To me, the right thing to do in the wake of Agriprocessors is to work to correct the problem. This means suggesting specific standards for factories, marshalling halachic sources, getting a committee together to develop a good standard. This publicity stunt did nothing of the kind.

R’ Zecharyah ben Avkulus was wrong for holding his tongue when Bar Kamtza was evicted from the party; he contributed to the public humiliation of Bar Kamtza. (Yes, this was his real sin; see Eichah Rabbah, as well as Maharam Shif and Maharatz Chayes to Gittin 56-57.)

How much worse it would have been if R’ Zecharyah ben Avkulus would have stood up at the party and bashed all of the sages, instead of correcting the host! He would have been guilty of humiliating innocent people, of rechilus, etc – and he would have accomplished nothing.

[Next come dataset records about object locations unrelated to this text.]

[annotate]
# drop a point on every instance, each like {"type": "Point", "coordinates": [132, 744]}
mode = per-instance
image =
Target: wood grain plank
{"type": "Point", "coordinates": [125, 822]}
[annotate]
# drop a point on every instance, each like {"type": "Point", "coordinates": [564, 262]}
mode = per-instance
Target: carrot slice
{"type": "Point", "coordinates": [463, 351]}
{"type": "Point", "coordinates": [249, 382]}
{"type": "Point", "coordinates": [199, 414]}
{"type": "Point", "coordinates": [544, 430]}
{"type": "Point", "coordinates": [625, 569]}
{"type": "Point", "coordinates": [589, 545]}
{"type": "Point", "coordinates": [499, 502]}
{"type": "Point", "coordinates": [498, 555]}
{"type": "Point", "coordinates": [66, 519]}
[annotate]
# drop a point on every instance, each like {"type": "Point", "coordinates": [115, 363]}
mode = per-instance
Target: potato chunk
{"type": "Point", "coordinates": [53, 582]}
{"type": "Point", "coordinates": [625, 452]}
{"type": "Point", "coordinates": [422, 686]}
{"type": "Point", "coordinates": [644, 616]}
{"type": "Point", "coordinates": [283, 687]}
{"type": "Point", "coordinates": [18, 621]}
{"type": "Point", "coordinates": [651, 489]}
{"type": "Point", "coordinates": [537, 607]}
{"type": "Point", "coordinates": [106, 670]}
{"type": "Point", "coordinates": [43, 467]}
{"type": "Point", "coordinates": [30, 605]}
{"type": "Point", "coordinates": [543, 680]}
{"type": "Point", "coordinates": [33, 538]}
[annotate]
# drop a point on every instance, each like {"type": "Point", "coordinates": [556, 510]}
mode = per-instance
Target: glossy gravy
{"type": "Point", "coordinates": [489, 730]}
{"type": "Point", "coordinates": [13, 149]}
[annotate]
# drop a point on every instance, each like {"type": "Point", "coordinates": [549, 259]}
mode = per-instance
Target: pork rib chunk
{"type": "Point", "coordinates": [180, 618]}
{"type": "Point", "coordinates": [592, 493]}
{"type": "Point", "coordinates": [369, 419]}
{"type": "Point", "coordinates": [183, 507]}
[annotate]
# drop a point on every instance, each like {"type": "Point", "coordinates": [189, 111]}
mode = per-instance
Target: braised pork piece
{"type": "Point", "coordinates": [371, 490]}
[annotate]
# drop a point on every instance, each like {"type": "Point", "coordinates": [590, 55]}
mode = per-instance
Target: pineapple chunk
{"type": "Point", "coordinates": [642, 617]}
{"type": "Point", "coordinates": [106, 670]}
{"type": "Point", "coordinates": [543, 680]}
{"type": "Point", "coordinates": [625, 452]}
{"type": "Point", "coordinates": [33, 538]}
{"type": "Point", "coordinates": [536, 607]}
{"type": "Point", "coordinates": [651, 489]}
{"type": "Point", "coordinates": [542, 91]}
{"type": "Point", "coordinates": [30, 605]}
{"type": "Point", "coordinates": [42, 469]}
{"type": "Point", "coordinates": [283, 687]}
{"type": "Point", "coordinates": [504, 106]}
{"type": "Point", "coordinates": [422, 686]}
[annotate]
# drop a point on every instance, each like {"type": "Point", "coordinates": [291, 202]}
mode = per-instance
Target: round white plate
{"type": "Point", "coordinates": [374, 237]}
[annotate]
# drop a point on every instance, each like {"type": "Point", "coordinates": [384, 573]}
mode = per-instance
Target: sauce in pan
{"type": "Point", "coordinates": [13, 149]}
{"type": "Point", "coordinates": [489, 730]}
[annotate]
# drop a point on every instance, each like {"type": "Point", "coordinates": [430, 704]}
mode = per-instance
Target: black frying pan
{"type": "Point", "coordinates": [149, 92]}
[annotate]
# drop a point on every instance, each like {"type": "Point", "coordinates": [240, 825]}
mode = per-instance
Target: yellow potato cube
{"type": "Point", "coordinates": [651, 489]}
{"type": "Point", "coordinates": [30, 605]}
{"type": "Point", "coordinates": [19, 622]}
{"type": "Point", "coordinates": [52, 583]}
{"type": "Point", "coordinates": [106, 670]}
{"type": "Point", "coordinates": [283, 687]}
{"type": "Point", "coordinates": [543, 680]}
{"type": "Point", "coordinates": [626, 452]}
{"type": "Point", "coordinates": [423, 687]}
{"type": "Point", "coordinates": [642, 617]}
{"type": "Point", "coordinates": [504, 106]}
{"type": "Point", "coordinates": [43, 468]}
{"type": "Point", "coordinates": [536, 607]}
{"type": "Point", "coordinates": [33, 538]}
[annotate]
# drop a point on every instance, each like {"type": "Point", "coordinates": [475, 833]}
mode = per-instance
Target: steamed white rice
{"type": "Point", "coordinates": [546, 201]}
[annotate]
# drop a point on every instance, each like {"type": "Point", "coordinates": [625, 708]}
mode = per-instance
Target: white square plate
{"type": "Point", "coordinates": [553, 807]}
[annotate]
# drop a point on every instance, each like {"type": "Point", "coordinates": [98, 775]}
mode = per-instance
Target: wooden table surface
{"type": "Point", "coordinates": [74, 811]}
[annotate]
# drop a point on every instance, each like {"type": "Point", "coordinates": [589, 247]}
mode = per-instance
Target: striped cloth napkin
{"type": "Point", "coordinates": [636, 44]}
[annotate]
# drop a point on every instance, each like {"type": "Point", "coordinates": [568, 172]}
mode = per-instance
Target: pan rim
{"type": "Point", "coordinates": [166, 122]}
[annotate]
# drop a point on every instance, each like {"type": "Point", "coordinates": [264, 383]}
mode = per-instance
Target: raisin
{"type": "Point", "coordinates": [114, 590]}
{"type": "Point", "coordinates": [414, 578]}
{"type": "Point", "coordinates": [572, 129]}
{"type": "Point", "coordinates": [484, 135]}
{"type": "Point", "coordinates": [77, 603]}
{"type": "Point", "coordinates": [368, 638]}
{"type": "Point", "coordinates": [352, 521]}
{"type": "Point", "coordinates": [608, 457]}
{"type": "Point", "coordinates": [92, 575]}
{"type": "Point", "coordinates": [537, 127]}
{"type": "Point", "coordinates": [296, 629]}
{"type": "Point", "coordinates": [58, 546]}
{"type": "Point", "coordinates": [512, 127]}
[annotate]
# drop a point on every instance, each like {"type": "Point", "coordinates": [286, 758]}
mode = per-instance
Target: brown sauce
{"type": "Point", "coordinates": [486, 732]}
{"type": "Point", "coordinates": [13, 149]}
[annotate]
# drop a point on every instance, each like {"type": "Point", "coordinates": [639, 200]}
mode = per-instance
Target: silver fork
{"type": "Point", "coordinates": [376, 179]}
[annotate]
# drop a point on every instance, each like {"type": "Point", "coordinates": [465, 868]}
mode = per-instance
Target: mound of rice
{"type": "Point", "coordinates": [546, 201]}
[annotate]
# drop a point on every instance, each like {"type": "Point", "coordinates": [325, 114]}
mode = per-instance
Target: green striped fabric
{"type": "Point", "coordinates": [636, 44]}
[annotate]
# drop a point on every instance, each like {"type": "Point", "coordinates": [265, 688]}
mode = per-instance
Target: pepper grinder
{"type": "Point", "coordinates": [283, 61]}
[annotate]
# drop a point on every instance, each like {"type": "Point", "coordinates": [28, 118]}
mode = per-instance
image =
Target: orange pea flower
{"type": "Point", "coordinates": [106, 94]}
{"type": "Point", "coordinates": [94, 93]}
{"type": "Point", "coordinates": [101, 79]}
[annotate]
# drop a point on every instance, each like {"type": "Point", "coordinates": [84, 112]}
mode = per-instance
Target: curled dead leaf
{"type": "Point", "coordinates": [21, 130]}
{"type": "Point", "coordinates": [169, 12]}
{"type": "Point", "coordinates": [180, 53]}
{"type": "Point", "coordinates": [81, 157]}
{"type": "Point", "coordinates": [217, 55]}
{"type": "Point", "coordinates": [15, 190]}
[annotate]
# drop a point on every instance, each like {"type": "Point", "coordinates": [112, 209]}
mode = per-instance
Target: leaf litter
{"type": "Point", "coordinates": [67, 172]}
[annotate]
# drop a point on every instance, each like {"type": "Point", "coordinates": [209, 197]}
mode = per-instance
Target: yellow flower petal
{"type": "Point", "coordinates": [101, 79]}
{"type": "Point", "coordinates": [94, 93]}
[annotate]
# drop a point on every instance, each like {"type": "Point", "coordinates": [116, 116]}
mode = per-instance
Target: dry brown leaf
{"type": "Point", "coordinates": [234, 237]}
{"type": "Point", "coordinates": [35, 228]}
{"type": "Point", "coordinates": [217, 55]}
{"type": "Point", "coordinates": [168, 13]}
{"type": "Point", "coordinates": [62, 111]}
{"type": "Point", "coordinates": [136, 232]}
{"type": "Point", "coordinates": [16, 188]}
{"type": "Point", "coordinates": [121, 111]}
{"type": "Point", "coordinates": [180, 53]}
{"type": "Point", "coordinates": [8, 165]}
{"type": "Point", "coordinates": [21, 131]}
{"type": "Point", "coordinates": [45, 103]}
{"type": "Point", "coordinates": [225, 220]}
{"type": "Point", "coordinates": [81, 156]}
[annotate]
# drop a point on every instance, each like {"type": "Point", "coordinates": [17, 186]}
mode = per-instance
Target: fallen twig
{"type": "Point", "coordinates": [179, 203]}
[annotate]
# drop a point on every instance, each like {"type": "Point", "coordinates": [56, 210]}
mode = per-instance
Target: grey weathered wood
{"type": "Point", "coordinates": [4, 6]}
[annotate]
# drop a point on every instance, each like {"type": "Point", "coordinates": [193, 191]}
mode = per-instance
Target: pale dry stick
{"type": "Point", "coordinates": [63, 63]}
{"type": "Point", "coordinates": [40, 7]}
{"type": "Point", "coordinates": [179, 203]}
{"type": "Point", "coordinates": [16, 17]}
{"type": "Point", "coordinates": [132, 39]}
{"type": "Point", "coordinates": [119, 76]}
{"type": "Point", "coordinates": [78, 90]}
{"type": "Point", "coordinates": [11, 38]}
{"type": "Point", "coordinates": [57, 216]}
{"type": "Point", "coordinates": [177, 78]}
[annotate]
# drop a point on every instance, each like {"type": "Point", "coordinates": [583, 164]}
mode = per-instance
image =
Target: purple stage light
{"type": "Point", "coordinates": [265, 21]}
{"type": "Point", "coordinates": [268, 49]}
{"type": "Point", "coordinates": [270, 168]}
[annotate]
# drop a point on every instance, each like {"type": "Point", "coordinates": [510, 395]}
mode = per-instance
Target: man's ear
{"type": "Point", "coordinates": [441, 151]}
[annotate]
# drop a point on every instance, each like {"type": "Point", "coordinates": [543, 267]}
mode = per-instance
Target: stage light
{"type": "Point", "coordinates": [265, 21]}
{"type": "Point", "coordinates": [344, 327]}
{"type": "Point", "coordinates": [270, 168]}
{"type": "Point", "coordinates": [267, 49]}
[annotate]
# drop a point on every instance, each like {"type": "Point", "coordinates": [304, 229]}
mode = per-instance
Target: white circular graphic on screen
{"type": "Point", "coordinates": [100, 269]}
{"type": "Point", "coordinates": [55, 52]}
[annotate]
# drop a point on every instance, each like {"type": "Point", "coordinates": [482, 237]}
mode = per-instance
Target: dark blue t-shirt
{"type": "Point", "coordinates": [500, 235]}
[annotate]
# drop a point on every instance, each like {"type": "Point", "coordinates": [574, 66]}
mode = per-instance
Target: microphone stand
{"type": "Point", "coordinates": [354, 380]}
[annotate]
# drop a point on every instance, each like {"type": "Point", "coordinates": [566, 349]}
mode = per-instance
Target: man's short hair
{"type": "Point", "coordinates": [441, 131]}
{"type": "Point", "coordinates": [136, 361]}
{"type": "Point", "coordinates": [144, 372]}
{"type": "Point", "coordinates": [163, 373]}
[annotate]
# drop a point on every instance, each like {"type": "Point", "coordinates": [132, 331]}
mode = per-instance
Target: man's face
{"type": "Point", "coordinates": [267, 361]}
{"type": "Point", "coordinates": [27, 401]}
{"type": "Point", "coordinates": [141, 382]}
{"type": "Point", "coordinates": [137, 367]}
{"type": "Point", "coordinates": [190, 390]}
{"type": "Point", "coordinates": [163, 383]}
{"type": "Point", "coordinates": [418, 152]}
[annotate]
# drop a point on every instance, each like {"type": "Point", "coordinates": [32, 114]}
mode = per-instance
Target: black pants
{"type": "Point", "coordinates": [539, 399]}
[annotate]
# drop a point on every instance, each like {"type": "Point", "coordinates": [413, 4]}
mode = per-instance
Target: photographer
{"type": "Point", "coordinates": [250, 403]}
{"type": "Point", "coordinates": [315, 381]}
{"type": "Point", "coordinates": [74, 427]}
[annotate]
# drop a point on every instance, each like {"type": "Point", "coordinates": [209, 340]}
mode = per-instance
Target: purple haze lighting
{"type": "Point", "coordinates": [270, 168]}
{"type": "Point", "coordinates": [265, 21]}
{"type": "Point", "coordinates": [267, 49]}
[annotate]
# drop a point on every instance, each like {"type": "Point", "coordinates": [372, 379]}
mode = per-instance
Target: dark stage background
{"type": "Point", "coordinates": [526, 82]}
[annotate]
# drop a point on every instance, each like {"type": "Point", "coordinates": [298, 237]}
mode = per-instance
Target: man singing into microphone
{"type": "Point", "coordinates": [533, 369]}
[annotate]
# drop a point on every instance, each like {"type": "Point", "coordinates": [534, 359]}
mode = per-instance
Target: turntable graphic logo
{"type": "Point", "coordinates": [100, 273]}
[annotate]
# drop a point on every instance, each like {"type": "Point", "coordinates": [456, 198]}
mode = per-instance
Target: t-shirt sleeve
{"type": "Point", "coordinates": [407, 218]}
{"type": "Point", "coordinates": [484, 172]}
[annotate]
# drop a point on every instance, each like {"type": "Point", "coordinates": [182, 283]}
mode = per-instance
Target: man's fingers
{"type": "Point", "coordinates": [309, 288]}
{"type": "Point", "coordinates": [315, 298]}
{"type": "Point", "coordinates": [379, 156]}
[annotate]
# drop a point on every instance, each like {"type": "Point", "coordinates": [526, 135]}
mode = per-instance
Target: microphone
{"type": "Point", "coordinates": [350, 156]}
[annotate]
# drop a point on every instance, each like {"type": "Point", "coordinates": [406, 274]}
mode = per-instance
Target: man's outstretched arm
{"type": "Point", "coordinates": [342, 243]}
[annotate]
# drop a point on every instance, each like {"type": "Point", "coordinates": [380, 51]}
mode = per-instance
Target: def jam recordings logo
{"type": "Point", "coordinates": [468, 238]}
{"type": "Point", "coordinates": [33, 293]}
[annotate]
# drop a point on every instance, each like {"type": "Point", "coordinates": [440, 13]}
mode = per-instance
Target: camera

This person who called the Forward and wrote the New York Times piece is guilty of exactly that – humiliation of good people, without lifting a finger to correct the problem.

(And a side note on the NYT piece: Refraining from meat before Tisha b’Av, in all of the original sources which discuss the practice, is not a way to “limit ourselves so that we can better focus on the spiritual.” Rather, it’s an act of mourning for the Beit haMikdash and its korbanot.)